In a new paper published in Applied Physics Letters, Intermolecular discusses how it has developed a method for improving the ferroelectric properties of pure ALD hafnium oxide without introducing additional dopants. [Intermolecular, LinkedIn]
Ferroelectric hafnium oxide (HfO2) is being used in development for non-volatile memory applications, In front end by a ferroelectric MIS-FET and in backend by a MIM Capacitor integration. Since HfO2 is a standard material in both DRAM and Logic since 10 years or more the deposition method, tools an precursors for depositing ultra-thin layers by atomic layer deposition (ALD) are available and therefore very attractive choice as compared to more exotic materials (Sr, Ba) or previous PZT based ferroelectrics.

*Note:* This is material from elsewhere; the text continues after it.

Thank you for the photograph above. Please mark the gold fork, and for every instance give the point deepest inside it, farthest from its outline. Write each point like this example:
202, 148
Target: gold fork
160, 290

In previous studies, mixing hafnium and zirconium oxide together, doping the HfO2 with other elements, like silicon, aluminum, yttrium, strontium, lanthanum, and gadolinium, have been used to induce ferroelectricity in HfO2.
Now however, Intermolecular present new results (see below) were they by controlling the oxidant dose can promote ferroelectricity in dopant-free ALD hafnium oxide films. They were able to com near to total suppression of the monoclinic phase in sub-10 nm hafnium oxide films and obsreve a remanent polarization of 13.5 μC/cm2 in a 6.9 nm-thick hafnium oxide film.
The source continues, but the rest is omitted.